We all essentially wrote the same articles about iPhone updates (to get clicks for people searching for iPhone and variations on this theme) daily to get our boost of lucrative Google traffic and make them more cash for clicks, but hey it was paying for itself so I fed the beast.
However, obviously my competition were still able to write in-depth quality pieces as they had the clout, the staff and the links to many other areas.
I did see a lot of traffic spike for ‘help me‘ type articles which made sense but it was tough to keep up with all the techie aspects by myself.
What did I earn?
In terms of monetisation I never quite got it right, I wanted to interview people in the industry and offer exposure packages for new products etc and PR like a specialist firm.

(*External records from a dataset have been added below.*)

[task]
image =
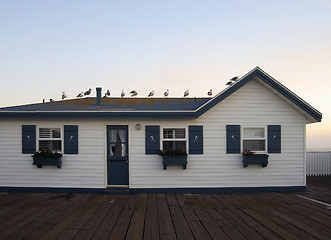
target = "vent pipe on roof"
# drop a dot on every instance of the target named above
(99, 95)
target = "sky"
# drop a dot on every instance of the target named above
(47, 47)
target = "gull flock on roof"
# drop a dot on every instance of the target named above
(134, 93)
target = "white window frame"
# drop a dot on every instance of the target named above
(252, 138)
(50, 139)
(174, 139)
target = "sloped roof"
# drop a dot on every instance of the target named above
(157, 107)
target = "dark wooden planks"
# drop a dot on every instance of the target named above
(167, 229)
(151, 226)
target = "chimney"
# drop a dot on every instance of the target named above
(99, 89)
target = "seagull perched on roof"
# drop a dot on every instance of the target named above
(107, 94)
(166, 93)
(133, 93)
(81, 94)
(88, 92)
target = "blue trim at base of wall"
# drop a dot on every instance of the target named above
(218, 190)
(159, 190)
(52, 190)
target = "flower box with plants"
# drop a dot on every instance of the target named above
(252, 158)
(41, 158)
(173, 157)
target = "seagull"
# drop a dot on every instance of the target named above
(81, 94)
(88, 92)
(151, 94)
(234, 78)
(166, 94)
(133, 93)
(107, 94)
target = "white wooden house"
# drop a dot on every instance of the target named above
(109, 142)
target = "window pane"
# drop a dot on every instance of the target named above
(44, 145)
(56, 133)
(56, 146)
(254, 145)
(168, 133)
(253, 132)
(180, 133)
(50, 145)
(181, 145)
(168, 145)
(44, 133)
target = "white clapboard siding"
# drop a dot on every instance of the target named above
(252, 105)
(318, 163)
(83, 170)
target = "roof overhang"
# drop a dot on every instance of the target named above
(311, 114)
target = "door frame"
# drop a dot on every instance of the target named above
(126, 158)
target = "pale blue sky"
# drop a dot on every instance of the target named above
(47, 47)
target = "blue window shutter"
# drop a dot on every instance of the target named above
(28, 138)
(70, 139)
(232, 138)
(152, 139)
(195, 139)
(274, 139)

I also considered setting up a mobile accessories website with drop-shipping but I admit to never getting it right in that aspect and I had grown tired of the reality of running a busy news website without financial backing and other people to add value for free.

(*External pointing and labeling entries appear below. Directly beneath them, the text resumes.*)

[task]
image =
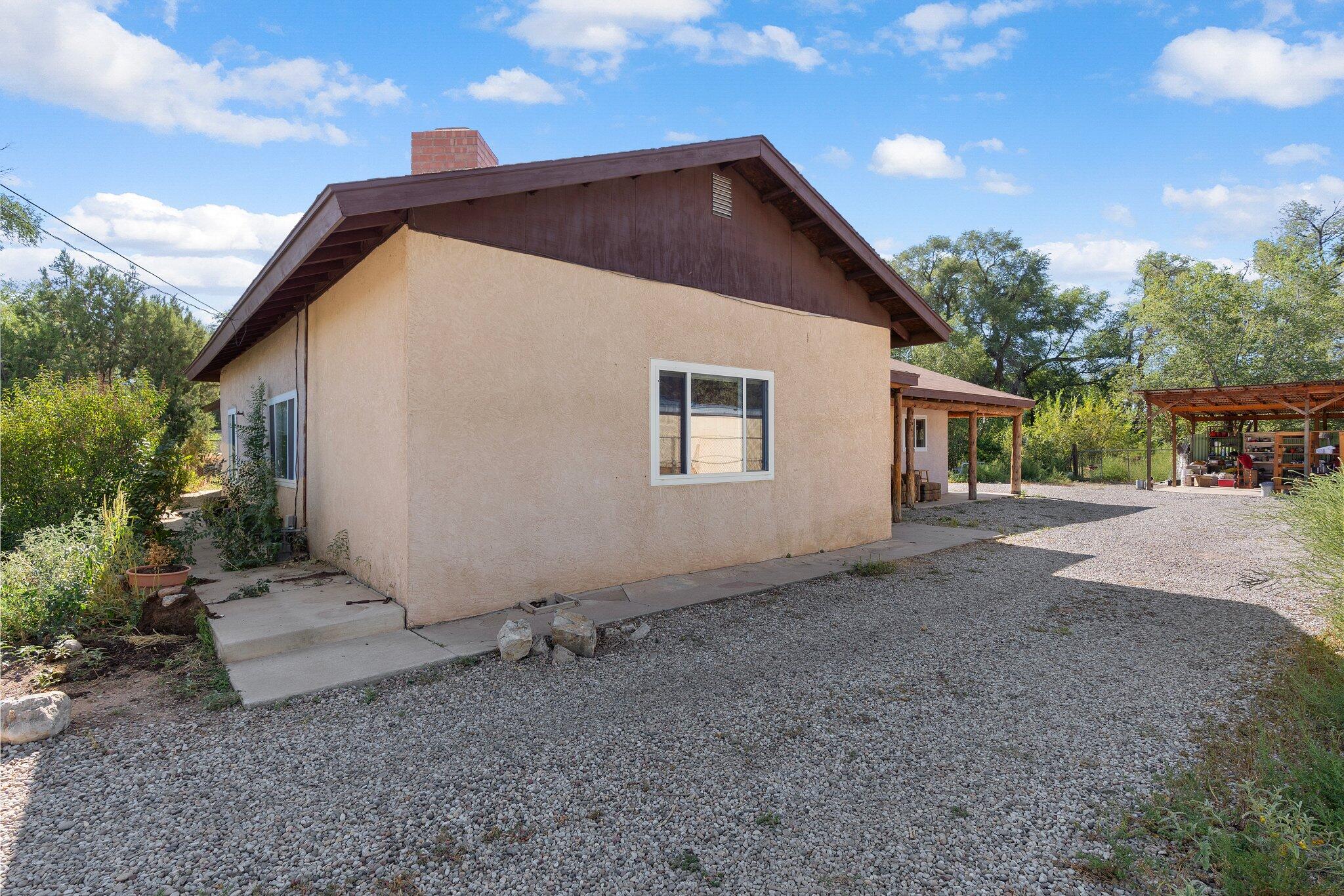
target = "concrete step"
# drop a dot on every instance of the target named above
(300, 619)
(333, 665)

In my top month from Google Adsense alone I was paid around £600+/month, which was pretty good but seriously way off the mark to what I needed to stay afloat and what I can earn as a digital professional, I was also offered quite a bit of recompense in various forms to post articles for others.
So should you set up a blog?
If you are not worried about money, maybe.

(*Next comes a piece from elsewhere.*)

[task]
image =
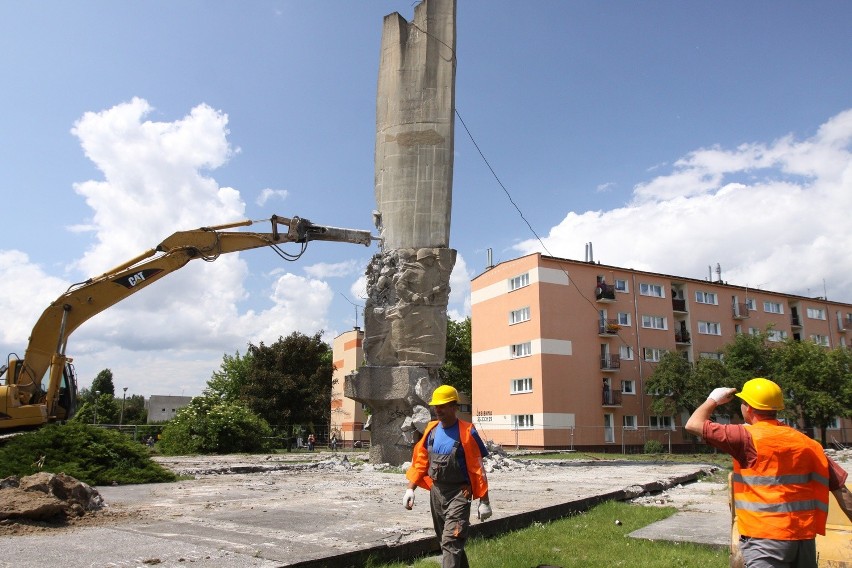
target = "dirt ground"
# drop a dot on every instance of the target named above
(207, 481)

If you do want to be commercial, think very clearly about this and find like minds early and approach it in a business sense, you can succeed alone, I basically did, but I ran out of steam and energy chasing Google news traffic for pennies and lost sight of the opinion (interesting) part of the initial blog make up that made it irreverent and slightly out-there, and much more fun.
But that is a much harder hill to climb, (the commercial world makes it so) though arguably with less traffic and more focused attention you can make more money from synergy with the ‘right’ people you are attracting.
Personal branding as a consultant is one area a good personal or expert blog can really help you command more per hour for instance.
Key lessons I learned
Content is king but quality is queen, and together the couple are stronger.
SEO is not dead it has however become much more about being relevant and focused and doing a number of things right which are less about ‘traditional’ SEO and more about being mindful and useful and having the ability to share and engage with your content.
You can get a successful blog going pretty quickly but you need help from an expert unless you can do the wide amount of areas that I can easily.
I learned so much from being hands on in that 6-8 month period that I honestly don’t think any of it was wasted and it certainly put me on the map of being able to pull of what many thought was impossible.